Libri di arte, poesia e filosofia

La parola verso proviene dal verbo latino vertere, cioè «capovolgere», in particolare la terra con un aratro. Il verso è allora un solco, una linea dritta in cui l’uomo col proprio lavoro pone i suoi semi che germoglieranno: nel verso, così, convergono la linearità naturale degli eventi e l’impegno fruttifero del pensiero umano.

lunedì 11 febbraio 2013





Una lettera di Silvia Comoglio dedicata 
al libro La parola dell'occhio di Marco Furia (Edizioni L'Arca Felice)




Marco carissimo,

splendido La  parola dell’occhio. O meglio, lasciamelo dire, la tua parola del tuo occhio.

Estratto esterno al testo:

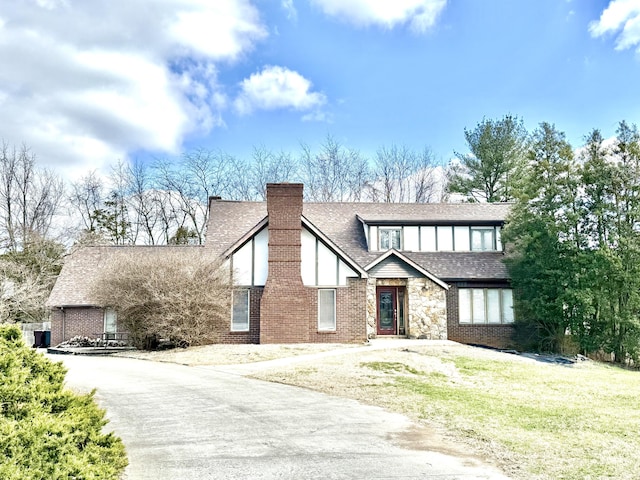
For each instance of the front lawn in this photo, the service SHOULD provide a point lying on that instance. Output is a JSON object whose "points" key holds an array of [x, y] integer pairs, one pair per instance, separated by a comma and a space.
{"points": [[535, 420]]}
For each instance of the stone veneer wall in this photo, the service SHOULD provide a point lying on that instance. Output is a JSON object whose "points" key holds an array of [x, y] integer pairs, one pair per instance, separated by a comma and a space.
{"points": [[425, 307]]}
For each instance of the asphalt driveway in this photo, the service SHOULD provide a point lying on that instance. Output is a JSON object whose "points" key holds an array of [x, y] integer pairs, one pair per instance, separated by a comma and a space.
{"points": [[188, 423]]}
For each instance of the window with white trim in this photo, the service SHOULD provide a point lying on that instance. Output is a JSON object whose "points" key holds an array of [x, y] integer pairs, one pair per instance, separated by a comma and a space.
{"points": [[485, 305], [240, 311], [390, 238], [110, 321], [483, 239], [327, 309]]}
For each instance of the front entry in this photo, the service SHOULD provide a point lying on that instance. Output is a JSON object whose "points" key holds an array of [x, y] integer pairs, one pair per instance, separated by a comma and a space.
{"points": [[390, 303]]}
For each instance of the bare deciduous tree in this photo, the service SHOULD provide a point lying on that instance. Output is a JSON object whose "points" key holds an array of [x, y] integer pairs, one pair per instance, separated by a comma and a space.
{"points": [[85, 198], [269, 167], [29, 198], [334, 173], [403, 175]]}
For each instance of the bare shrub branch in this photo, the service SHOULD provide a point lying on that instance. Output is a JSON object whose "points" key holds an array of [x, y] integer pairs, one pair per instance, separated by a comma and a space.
{"points": [[175, 294]]}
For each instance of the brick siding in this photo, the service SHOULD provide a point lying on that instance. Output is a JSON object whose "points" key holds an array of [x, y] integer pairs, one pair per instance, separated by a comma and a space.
{"points": [[285, 311], [491, 335], [71, 322], [253, 335], [350, 314]]}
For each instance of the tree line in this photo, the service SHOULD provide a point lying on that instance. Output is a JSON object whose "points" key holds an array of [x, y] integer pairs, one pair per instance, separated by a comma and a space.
{"points": [[573, 236]]}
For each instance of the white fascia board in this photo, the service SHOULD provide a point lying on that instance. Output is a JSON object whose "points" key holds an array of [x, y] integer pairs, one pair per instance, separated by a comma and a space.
{"points": [[410, 262], [343, 256], [245, 238]]}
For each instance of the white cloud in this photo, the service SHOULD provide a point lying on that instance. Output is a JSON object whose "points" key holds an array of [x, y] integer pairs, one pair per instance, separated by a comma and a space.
{"points": [[420, 15], [621, 17], [290, 9], [84, 83], [275, 88]]}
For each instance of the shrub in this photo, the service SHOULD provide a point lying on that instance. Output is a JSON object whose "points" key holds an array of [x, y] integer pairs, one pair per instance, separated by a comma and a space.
{"points": [[166, 295], [47, 431]]}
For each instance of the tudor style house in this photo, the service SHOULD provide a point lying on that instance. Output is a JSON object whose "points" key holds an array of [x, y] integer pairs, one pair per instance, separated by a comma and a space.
{"points": [[341, 272]]}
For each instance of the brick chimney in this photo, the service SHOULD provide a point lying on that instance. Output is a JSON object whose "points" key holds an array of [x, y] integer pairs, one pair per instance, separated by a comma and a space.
{"points": [[285, 305]]}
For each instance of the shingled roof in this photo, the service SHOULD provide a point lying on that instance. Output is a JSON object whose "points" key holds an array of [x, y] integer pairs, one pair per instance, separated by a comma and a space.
{"points": [[342, 224], [81, 268]]}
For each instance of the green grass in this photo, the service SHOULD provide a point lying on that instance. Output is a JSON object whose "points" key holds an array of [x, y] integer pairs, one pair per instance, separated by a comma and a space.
{"points": [[557, 422]]}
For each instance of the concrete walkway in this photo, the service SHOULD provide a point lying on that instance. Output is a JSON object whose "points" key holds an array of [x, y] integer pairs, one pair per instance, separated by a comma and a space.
{"points": [[191, 423]]}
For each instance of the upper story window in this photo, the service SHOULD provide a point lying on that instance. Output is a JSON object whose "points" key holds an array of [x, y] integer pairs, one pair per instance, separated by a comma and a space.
{"points": [[483, 239], [435, 238], [390, 238]]}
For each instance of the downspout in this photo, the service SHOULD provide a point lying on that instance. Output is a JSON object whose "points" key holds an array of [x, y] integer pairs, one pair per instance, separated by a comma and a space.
{"points": [[64, 321]]}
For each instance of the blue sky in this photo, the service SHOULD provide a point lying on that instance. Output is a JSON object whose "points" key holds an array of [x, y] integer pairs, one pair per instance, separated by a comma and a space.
{"points": [[93, 82]]}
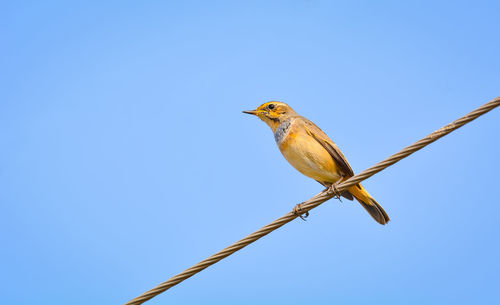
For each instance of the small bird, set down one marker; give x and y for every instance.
(313, 153)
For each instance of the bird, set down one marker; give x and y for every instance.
(309, 150)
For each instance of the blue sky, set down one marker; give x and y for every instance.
(126, 159)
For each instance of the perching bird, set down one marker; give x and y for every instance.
(313, 153)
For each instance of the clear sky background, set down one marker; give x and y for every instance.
(125, 157)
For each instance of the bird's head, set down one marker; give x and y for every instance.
(273, 113)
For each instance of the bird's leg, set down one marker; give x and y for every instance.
(297, 210)
(333, 188)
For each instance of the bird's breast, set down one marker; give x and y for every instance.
(305, 154)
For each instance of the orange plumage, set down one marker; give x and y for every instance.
(307, 148)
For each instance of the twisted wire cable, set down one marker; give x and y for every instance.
(315, 201)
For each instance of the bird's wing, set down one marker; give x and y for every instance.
(320, 136)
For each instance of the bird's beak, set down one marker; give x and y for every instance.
(254, 112)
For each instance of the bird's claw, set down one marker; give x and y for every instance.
(297, 210)
(334, 190)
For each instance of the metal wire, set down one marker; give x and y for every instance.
(314, 202)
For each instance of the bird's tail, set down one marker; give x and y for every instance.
(370, 204)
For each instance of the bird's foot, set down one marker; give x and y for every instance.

Una parola che abita profondità intime e feconde e che tu sai far affiorare con gradualità, perché tutta, interamente, possa dirsi. Un movimento che comincia da un ponte, due donne o una luce nebbiosa, da un’esperienza contemplativa, e che alimenta la coscienza, e l’esserci e la memoria, per farsi atto del conoscere e sapere. La tua sensibilità e la tua interiorità, con la loro ricchezza e la ricchezza delle impronte lasciate dal ricordo e dall’apprendimento,  guidano questo movimento. Nel luogo dove forse meno la si attendeva si coglie e accoglie la conoscenza. Un’epifania, o un piccolo miracolo se vuoi, possibile soltanto per la tua capacità di interiorizzare e elaborare, per la tua disponibilità e forza di guardare in te stesso e di accogliere tutte le potenzialità del tuo essere e esserci, e di saperle tradurre in atti conoscitivi dicibili e condivisibili. Vivi e respirabili.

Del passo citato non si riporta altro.